Of course not. So, why dither about LeBron?

Maybe it's because LeBron Fatigue infected most of us years ago. He was so big and so strong and so good so young that we began to expect him to never lose, to never fail. We expected him to hit every big shot in every big game, and we expected him to say all the right things all the time.

That didn't happen, because Marvel characters are fictional. LeBron won a lot. He succeeded a lot. He hit lots of big shots in lots of big games. He said mostly the right things most of the time. Still, instead of appreciating his gifts and respecting his character, it became a sport of sorts to find his flaws and to magnify his shortcomings.

The same people in Philly who criticized him for saying he was taking his talents to South Beach in 2010 would trade their birthright to hear him say he's taking his talents to South Philly in 2018.

What's the downside?

Are you worried about LeBron disrupting the chemistry building between all-star center Joel Embiid and Simmons? Well, consider that the Sixers gave JJ Redick a one-year, $23 million contract to provide three-point shooting and, as important, to bring veteran leadership to the locker room. LeBron would bring more.

Consider, too, that LeBron is, by any measure, still breathtakingly good. The same silly, egalitarian logic that denied Jordan annual MVP awards has kept James from at least twice as many as the four he has won. He's 33, and he's playing his 15th season, but he's averaging 26.6 points, 8.3 rebounds and 8.9 assists, shooting 54.6 percent from the field and playing 37.1 minutes per game. He just became the oldest player to average a triple-double for a month; Wilt was 31 when he did it. LeBron has endured an enormous amount of physical abuse on his way to 30,000 points, 8,000 rebounds and 8,000 assists, the only player in NBA history to hit those marks officially, but if James came to Philadelphia, he'd usually be Option No. 2, behind Embiid.
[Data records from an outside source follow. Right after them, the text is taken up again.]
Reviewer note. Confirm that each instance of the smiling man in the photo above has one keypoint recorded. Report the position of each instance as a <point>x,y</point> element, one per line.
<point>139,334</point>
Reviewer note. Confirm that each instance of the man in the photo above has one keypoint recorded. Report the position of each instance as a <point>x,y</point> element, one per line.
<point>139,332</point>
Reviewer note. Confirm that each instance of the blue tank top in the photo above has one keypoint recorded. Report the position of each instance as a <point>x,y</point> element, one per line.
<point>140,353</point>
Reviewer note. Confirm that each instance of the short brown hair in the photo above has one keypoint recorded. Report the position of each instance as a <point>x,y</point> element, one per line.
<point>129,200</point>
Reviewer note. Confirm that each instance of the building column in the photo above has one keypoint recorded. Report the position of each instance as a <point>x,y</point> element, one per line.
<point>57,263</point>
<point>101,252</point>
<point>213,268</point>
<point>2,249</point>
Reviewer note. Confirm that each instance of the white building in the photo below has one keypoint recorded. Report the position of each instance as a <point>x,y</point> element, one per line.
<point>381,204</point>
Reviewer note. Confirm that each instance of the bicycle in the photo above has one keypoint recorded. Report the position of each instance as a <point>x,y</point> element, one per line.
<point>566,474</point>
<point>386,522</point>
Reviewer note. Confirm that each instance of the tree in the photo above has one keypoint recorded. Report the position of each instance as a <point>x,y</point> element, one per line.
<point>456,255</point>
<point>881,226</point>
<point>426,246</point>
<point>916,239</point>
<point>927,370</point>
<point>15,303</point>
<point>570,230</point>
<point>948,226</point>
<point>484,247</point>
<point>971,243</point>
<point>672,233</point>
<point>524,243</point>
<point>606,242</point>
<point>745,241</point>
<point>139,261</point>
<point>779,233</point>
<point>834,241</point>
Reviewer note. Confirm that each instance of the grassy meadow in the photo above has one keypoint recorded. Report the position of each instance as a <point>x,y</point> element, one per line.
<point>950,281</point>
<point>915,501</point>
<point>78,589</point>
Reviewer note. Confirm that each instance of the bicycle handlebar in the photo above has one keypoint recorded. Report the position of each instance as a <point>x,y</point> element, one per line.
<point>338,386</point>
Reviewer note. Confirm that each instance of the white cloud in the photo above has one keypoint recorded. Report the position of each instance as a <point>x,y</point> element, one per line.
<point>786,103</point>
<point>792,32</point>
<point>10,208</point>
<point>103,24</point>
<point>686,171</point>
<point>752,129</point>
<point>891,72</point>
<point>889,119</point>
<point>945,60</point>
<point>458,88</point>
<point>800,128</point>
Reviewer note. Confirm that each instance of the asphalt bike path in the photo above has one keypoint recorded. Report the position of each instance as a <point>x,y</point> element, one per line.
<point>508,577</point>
Not that LeBron needs to defer. Not after what he's done.

If you're into analytics, you probably know that he ranks second all-time, behind Jordan, in the Player Efficiency Rating advanced metric. PER is a slightly flawed quantifier –Wilt Chamberlain ranks behind Shaquille O'Neal and David Robinson – but LeBron's rank is completely defendable among players from the past 45 years. He's fourth all-time in Win Shares. He's first, by a mile, in Value Over Replacement Player. He's also fun to watch.

As an assist junkie, it's especially enticing to imagine King James and Big Ben and The Process moving the ball in a half-court set. It would be a pass-a-holic's fantasy.

By any metric or measure, LeBron-to-Philly is a delicious proposition. It would accelerate The Process by at least two years, maybe three. It would enrich the locker room: He's a total hoop nerd with a social conscience who dotes on his family and is loyal to a fault. He continually expands his game: He became a proficient three-point shooter after eight seasons and has averaged career highs in rebounds and assists the past two seasons.

So, what's the problem? Imperfect shooting form? Imprecise grammar?

The NBA has never seen anything like LeBron James. The same might be true of Embiid, a giant with freakish athletic ability, and Simmons, a powerful, athletic ball-handler and willing distributor. LeBron is the perfect player to serve as mentor to these raw talents.

He would teach them how to win. He would teach them how to star.

Why would any general manager miss the chance to bring them together?

Why would anyone argue that they should be kept apart?